REVUE DE PRESSE
La Géorgie n'écarte pas une adhésion au projet eurasien de Moscou
Un tabou est levé en Géorgie. Dix ans après la `révolution des roses`,
le premier ministre, Bidzina Ivanichvili, vient d'envisager pour la
première fois une adhésion de son pays à l'Union douanière. Regroupant
la Russie, le Kazakhstan et la Biélorussie, cette zone de
libre-échange va devenir l'Union eurasienne le 1er janvier 2015. M.
Ivanichvili a beau dénoncer une interprétation exagérée de ses propos,
il s'agit d'une fissure sans précédent dans l'orientation
pro-occidentale du pays, imprimée depuis l'arrivée au pouvoir de
Mikheïl Saakachvili, fin 2003.
Interrogé au cours d'une conférence de presse, le 4 septembre, le
milliardaire géorgien, arrivé à la tête du gouvernement il y a dix
mois, a déclaré au sujet de l'Union douanière : `Je regarde cela avec
attention et nous l'étudions. A cette étape, nous n'avons pas du tout
de position.

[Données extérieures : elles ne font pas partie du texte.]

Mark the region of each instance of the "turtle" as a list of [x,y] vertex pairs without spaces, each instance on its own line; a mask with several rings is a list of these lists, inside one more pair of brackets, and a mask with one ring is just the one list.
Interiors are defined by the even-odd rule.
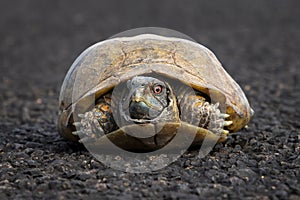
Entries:
[[194,134],[191,146],[223,142],[252,115],[241,87],[208,48],[140,34],[96,43],[75,60],[61,87],[57,124],[71,141],[109,146],[108,138],[123,149],[151,151],[179,129]]

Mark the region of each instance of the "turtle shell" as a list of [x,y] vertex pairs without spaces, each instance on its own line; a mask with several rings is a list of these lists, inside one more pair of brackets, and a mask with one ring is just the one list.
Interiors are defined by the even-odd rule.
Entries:
[[69,69],[59,98],[59,132],[71,139],[74,108],[89,108],[99,96],[134,76],[158,74],[180,80],[219,102],[230,115],[230,132],[244,127],[251,108],[240,86],[206,47],[186,39],[142,34],[99,42]]

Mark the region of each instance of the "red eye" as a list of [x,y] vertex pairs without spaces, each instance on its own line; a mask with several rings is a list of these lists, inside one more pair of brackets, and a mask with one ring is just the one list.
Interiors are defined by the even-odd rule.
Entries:
[[153,87],[154,94],[160,94],[162,92],[162,90],[163,90],[163,87],[161,85],[155,85]]

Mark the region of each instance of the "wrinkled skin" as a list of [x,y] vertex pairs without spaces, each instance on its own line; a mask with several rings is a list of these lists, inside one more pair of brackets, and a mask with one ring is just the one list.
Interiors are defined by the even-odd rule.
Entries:
[[120,115],[137,123],[178,121],[170,86],[152,77],[137,76],[127,81],[128,93],[120,104]]
[[[157,119],[163,110],[170,106],[170,89],[162,81],[151,77],[134,77],[128,81],[128,87],[129,113],[132,119]],[[166,116],[162,117],[168,120]]]

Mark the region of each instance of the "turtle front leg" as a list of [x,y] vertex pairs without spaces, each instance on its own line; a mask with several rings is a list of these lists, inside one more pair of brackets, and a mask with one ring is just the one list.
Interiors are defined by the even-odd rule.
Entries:
[[226,126],[231,125],[232,121],[226,121],[229,115],[221,113],[219,103],[212,104],[200,95],[190,95],[183,104],[182,121],[205,128],[222,137],[226,137],[229,133]]
[[73,134],[80,137],[79,142],[97,139],[118,128],[112,114],[110,95],[101,97],[92,110],[78,117],[80,121],[74,123],[77,130]]

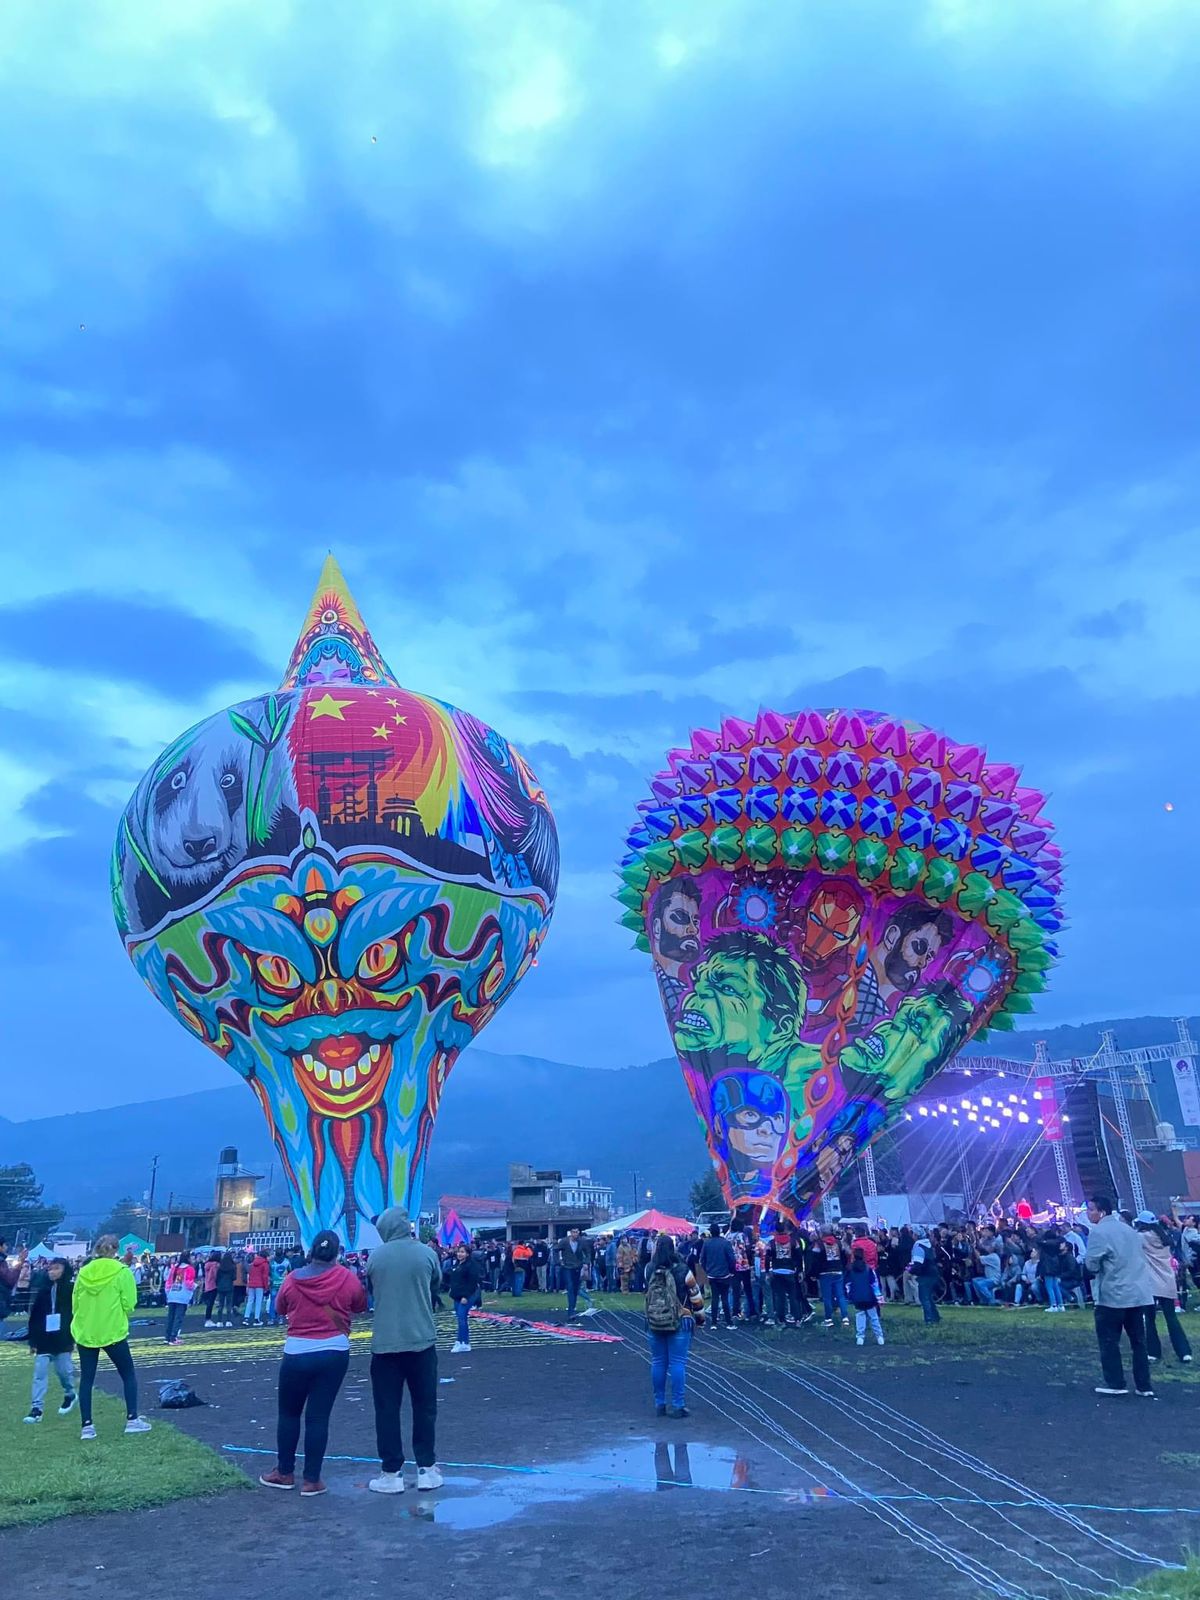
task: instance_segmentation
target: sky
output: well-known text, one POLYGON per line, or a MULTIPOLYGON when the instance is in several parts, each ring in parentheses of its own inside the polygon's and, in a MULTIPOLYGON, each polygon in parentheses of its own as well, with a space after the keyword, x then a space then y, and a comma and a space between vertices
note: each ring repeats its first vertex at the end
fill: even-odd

Si nous voyons la possibilité que cela soit intéressant
pour la stratégie de notre pays, alors pourquoi pas, mais à ce stade,
nous n'avons pas de position.` Ce `pourquoi pas` a immédiatement
suscité un flot de commentaires, alors que la campagne présidentielle
bat son plein. Le secrétaire du Conseil national de sécurité, Giga
Bokeria, proche du président Saakachvili, a déclaré qu'il s'agissait
là de `l'un des nombreux pas accomplis par [M. Ivanichvili] et son
équipe qui créent une menace pour la souveraineté, la sécurité et
l'indépendance de la Géorgie`.
La sensibilité à cette question est d'autant plus grande que la fin de
l'ère Saakachvili est chargée de menaces et d'incertitudes. Que
deviendra la figure emblématique de la révolution ? La perspective de
poursuites judiciaires, à l'instar de celles lancées en Ukraine contre
Ioulia Timochenko, paraît très crédible. Dans son entourage, l'idée
d'un départ à l'étranger est même débattue. L'autre incertitude est le
fait du premier ministre. Bidzina Ivanichvili a confirmé, début
septembre, dans une lettre ouverte, qu'il quitterait son poste et
l'arène politique dans les prochains mois, pour se consacrer à un rôle
d'`activiste social`. Au sein de sa coalition, le Rêve géorgien, qu'il
avait consolidée grce à sa fortune et à la promesse d'un changement
de régime, la succession promet d'être très disputée.
`PATRIOTISME ÉMOTIONNEL`
Dans ce contexte, les lignes idéologiques bougent, tandis que l'Eglise
orthodoxe encourage les approches identitaires et conservatrices. `Le
patriotisme émotionnel règne en Géorgie`, écrit M. Ivanichvili dans sa
lettre. La candidature à l'élection présidentielle, prévue à la fin
octobre, de Nino Bourdjanadze pose au centre du débat les rapports
avec la Russie. Ancienne alliée de Mikheïl Saakachvili et
ex-présidente du Parlement, Mme Bourdjanadze défend un franc
rapprochement avec Moscou. Elle reproche au gouvernement d'éviter les
contacts de haut niveau avec les dirigeants russes. `Je sais comment
parler à Poutine`, promet-elle, jugeant irréaliste l'idée d'une entrée
de la Géorgie dans l'OTAN.
L'accord d'association entre l'Union européenne (UE) et la Géorgie
pourrait être initié au sommet de Vilnius, fin novembre, et signé en
2014. Officiellement, le gouvernement reste focalisé sur cet objectif
et revendique une ligne proeuropéenne. Mais Moscou veut tout faire
pour effacer le souvenir des révolutions de couleur et replacer sa
périphérie sous son influence. L'Union eurasienne répondrait à cet
objectif, tout en facilitant les échanges commerciaux et les
coopérations. Vladimir Poutine voit ce grand projet comme un
concurrent oriental de l'UE. Le Kirghizistan a commencé les
discussions en vue d'une adhésion. L'Arménie vient d'en accepter le
principe. Souffrant de son enclavement, dépendante de la présence
militaire russe, elle a préféré préserver cette coopération, malgré
les bénéfices très relatifs d'une entrée dans l'Union douanière, en
sacrifiant la signature d'un accord d'association avec l'UE. Pourtant,
l'Arménie fait partie des pays concernés par le Partenariat oriental,
ce projet lancé par les Vingt-Sept en 2009.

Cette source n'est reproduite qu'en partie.